Wieder einmal ein Buch, über den Berufsalltag von irgendeinem Menschen, der denkt, sein Leben wäre interessant. Wie man merkt, ich bin gegenüber solchen Geschichten relativ skeptisch, weil der Markt davon nahezu überschwemmt wird und dann ist „110 Ein Bulle hört zu“ auch noch 400 Seiten stark – noch ein Punkt, der mich eine abwartende Haltung einnehmen ließ. Was will mir der gute Mann denn alles erzählen, ohne sich ständig zu wiederholen?

Tja was soll ich sagen, alle meine Vorurteile gegenüber solchen Büchern, wurden schon nach den ersten Seiten weggewischt. Das Buch ist anders, weil vermutlich Cid Jones Gutenrath anders ist.
Die Geschichten aus seinem Arbeitsalltag greifen alle Gefühle des Lesers an: mal lacht man, dann stockt einen wieder der Atem und dann, dann verdrückt man einfach ein paar Tränen, weil es eben so ist, das Leben.

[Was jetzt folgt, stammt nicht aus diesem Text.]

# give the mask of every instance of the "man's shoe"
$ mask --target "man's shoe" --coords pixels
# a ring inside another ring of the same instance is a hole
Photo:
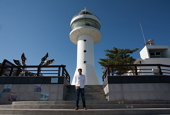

Ehrlich gesagt, dachte ich, ich wüsste wer den Notruf wählt, aber jetzt ist mir klar, dass ich gar nichts wusste. Von der Lebensmüden, dem Mörder, bis hin zum Mann, der zuerst wissen möchte, ob man tätowiert ist und falls ja, doch lieber mit einem anderen Polizisten sprechen möchte.
Manchmal geht es einfach nur um sehr banale Dinge und trotzdem wird jeder am Telefon ernst genommen, oder zumindest, mit einem Witz abgelenkt.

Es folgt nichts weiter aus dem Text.